The 305th Air Mobility Wing hosted reserve Airmen from Maxwell Air Force Base to complete their hands-on training as aerial port specialists on Joint Base McGuire-Dix-Lakehurst, New Jersey May 28 to June 11.

Fourteen Airmen assigned to the 25th Aerial Port Squadron of the 908th Airlift Wing spent two weeks learning from and working alongside their active duty counterparts from the 305th APS. 

“Some training that we achieved while at JB MDL was multiple Cargo Deployment Function scenarios in different sections,” said U.S. Air Force Tech. Sgt. Christian Neidhamer, 25th APS air transportation craftsman. “We were involved in several passenger movements and helped build and maintain two shipments of sustainment rations.”

The 25th APS Airmen received hands-on training and mission experience, while simultaneously being able to accomplish their initial and proficiency upgrade training. 

“The training we received will prepare us for new types of scenarios and challenges we might
see when we get the opportunity to deploy,” Neidhamer said. “It will also allow for some members to take the knowledge and experiences back to Maxwell to help enhance our training regimen to increase unit readiness as a whole.”
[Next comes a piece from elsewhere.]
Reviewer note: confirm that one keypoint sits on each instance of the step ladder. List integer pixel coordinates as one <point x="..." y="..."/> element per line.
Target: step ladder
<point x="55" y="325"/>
The 305th APS provided 25th Airmen with access to equipment and facilities that they normally would not have at Maxwell. 

“The 305th has been very helpful and thorough in our training,” said Airman 1st Class Angela Haynes, 25th APS air transportation craftsman. “It’s been helpful to get hands-on training with different vehicles and facilities. We normally wouldn’t have access to these vehicles or even a passenger terminal at our home station, so being here is giving us valuable training. It’s different from reading about it in our career development courses.” 

The 305th APS conducted hands-on training in several sections of the aerial port career field, including passenger services and airfreight, which included pallet build up, handling, and passenger processing. 

“It’s important for the 305th APS to host reserve units like this because it helps decrease the stigma between reserve and active duty Airmen,” said Senior Airman Katelynn Williams, 305th APS security assistant. “It’s great that the 305th can be used to help get everyone fully qualified. It keeps individuals here at the 305th sharp on their knowledge because they not only have to retain it for themselves but for the individuals that they are going to train down the road.” 

The 305th APS offers everyday hands-on port training for reserve units like the 25th APS to gain experience and training for real world application. The reserve teams are able to train on  aerial port vehicles and equipment like forklifts, trucks, baggage conveyors, 25K Halverson loaders, and 60K Tunner loaders.  

“The future of active duty and reserve training looks very bright,” Williams said. “As long as units keep choosing to send their Airmen here [to Joint Base MDL], we will always do our best to make sure that everyone’s needs are met, if not - exceeded.”